Integrand size = 15, antiderivative size = 189 \[ \int \frac {x^{5/2}}{\left (a+b x^2\right )^3} \, dx=-\frac {x^{3/2}}{4 b \left (a+b x^2\right )^2}+\frac {3 x^{3/2}}{16 a b \left (a+b x^2\right )}-\frac {3 \arctan \left (1-\frac {\sqrt {2} \sqrt [4]{b} \sqrt {x}}{\sqrt [4]{a}}\right )}{32 \sqrt {2} a^{5/4} b^{7/4}}+\frac {3 \arctan \left (1+\frac {\sqrt {2} \sqrt [4]{b} \sqrt {x}}{\sqrt [4]{a}}\right )}{32 \sqrt {2} a^{5/4} b^{7/4}}-\frac {3 \text {arctanh}\left (\frac {\sqrt {2} \sqrt [4]{a} \sqrt [4]{b} \sqrt {x}}{\sqrt {a}+\sqrt {b} x}\right )}{32 \sqrt {2} a^{5/4} b^{7/4}} \] Output:
-1/4*x^(3/2)/b/(b*x^2+a)^2+3/16*x^(3/2)/a/b/(b*x^2+a)-3/64*arctan(1-2^(1/2 )*b^(1/4)*x^(1/2)/a^(1/4))*2^(1/2)/a^(5/4)/b^(7/4)+3/64*arctan(1+2^(1/2)*b ^(1/4)*x^(1/2)/a^(1/4))*2^(1/2)/a^(5/4)/b^(7/4)-3/64*arctanh(2^(1/2)*a^(1/ 4)*b^(1/4)*x^(1/2)/(a^(1/2)+b^(1/2)*x))*2^(1/2)/a^(5/4)/b^(7/4)
Time = 0.30 (sec) , antiderivative size = 136, normalized size of antiderivative = 0.72 \[ \int \frac {x^{5/2}}{\left (a+b x^2\right )^3} \, dx=\frac {-\frac {4 \sqrt [4]{a} b^{3/4} x^{3/2} \left (a-3 b x^2\right )}{\left (a+b x^2\right )^2}-3 \sqrt {2} \arctan \left (\frac {\sqrt {a}-\sqrt {b} x}{\sqrt {2} \sqrt [4]{a} \sqrt [4]{b} \sqrt {x}}\right )-3 \sqrt {2} \text {arctanh}\left (\frac {\sqrt {2} \sqrt [4]{a} \sqrt [4]{b} \sqrt {x}}{\sqrt {a}+\sqrt {b} x}\right )}{64 a^{5/4} b^{7/4}} \] Input:
Integrate[x^(5/2)/(a + b*x^2)^3,x]
Output:
((-4*a^(1/4)*b^(3/4)*x^(3/2)*(a - 3*b*x^2))/(a + b*x^2)^2 - 3*Sqrt[2]*ArcT an[(Sqrt[a] - Sqrt[b]*x)/(Sqrt[2]*a^(1/4)*b^(1/4)*Sqrt[x])] - 3*Sqrt[2]*Ar cTanh[(Sqrt[2]*a^(1/4)*b^(1/4)*Sqrt[x])/(Sqrt[a] + Sqrt[b]*x)])/(64*a^(5/4 )*b^(7/4))

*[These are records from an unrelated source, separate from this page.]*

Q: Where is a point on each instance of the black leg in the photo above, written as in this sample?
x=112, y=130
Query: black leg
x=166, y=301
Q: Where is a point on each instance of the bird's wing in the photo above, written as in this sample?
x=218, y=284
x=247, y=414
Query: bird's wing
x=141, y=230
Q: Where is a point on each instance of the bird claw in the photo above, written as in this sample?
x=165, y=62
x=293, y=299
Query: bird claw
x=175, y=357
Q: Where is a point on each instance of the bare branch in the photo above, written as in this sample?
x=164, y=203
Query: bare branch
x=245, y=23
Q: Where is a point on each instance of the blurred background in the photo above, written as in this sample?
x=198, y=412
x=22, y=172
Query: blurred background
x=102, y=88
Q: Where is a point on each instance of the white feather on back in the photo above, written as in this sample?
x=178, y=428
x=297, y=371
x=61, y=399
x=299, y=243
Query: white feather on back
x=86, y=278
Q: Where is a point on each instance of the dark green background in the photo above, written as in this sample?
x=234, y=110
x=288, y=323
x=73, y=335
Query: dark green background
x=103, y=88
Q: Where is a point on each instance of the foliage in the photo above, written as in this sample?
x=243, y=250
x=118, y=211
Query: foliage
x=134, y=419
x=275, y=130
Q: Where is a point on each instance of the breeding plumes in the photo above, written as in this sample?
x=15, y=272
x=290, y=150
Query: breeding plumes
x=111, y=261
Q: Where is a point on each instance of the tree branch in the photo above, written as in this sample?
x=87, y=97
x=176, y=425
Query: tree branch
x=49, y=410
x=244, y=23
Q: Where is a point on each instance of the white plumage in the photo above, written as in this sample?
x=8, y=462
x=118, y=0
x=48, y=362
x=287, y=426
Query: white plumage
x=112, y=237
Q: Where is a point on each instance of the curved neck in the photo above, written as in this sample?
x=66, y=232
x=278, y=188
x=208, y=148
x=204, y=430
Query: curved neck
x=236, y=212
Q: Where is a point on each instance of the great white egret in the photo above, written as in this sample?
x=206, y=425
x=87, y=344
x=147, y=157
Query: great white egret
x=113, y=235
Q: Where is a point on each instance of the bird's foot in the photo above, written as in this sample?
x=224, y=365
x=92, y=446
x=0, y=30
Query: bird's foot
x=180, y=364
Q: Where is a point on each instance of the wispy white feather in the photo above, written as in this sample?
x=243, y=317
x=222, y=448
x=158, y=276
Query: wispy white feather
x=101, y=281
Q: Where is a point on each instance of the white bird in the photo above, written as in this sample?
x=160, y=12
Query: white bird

Time = 0.42 (sec) , antiderivative size = 270, normalized size of antiderivative = 1.43, number of steps used = 12, number of rules used = 11, \(\frac {\text {number of rules}}{\text {integrand size}}\) = 0.733, Rules used = {252, 253, 266, 826, 1476, 1082, 217, 1479, 25, 27, 1103}
Below are the steps used by Rubi to obtain the solution. The rule number used for the transformation is given above next to the arrow. The rules definitions used are listed below.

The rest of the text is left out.